Конверт из Шанхая, стр. 35

– Там какое-то время ехал господин Соболев, – нехотя ответил Иван Порфирьевич.

– Вон оно что! Я уж начал думать, что вы не правы, что ему не нужно было туда попасть, а нужно было нас со света сжить!

Дедушку тоже начинало с запозданием колотить нервной дрожью. Иван Порфирьевич все это понял и постарался занять нас разговором. Понятно, что любые иные темы мы бы сейчас просто не смогли воспринимать. Так что пришлось ему говорить про происшедшие события. Может, и правильно, я вот уже начала чувствовать, что сейчас выговорюсь и мне станет много легче.

– Что ж, и такая версия имеет право на существование, – сказал Иван Порфирьевич. – Но давайте тогда поищем мотив. К примеру, преступник мог посчитать, что мы продвинулись в его розысках далее, чем это есть в самом деле. А то, что жертвой избрали вас, а не меня, – задумчиво произнес Еренев, – говорит о том, что либо в глазах злодеев ваш авторитет сыщика выше моего, либо…

– Либо мотивом была месть, – поежилась я. – То есть кто-то из злодеев, как вы их поименовали, был связан с теми преступниками, что были осуждены по одному из двух дел, в которых я принимала участие.
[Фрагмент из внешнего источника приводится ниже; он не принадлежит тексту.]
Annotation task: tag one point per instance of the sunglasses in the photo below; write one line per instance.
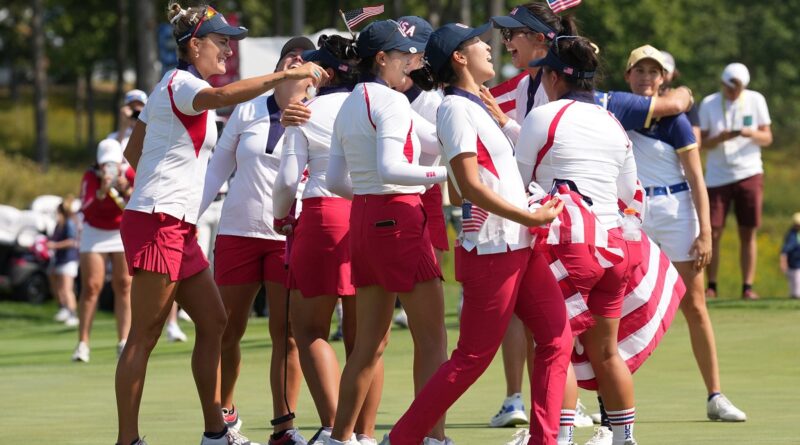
(509, 33)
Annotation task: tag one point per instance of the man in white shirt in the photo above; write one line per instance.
(735, 124)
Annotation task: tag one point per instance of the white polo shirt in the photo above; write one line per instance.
(251, 146)
(529, 94)
(584, 143)
(374, 134)
(307, 147)
(738, 158)
(464, 125)
(177, 144)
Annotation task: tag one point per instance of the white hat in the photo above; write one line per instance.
(135, 96)
(109, 150)
(735, 71)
Притом связан был настолько близко, что пошел на месть, очень и очень сильно рискуя. Осужденных всего двое – Микульский и Птижан, то есть Тихонравов.

Все это я произнесла таким тоном, что было очевидно: на мой взгляд, это полный бред. Тем не менее товарищ прокурора ответил вполне серьезно:

– Скорее последний, вернее, его сообщник. Вы что-то хотели сказать, Афанасий Николаевич?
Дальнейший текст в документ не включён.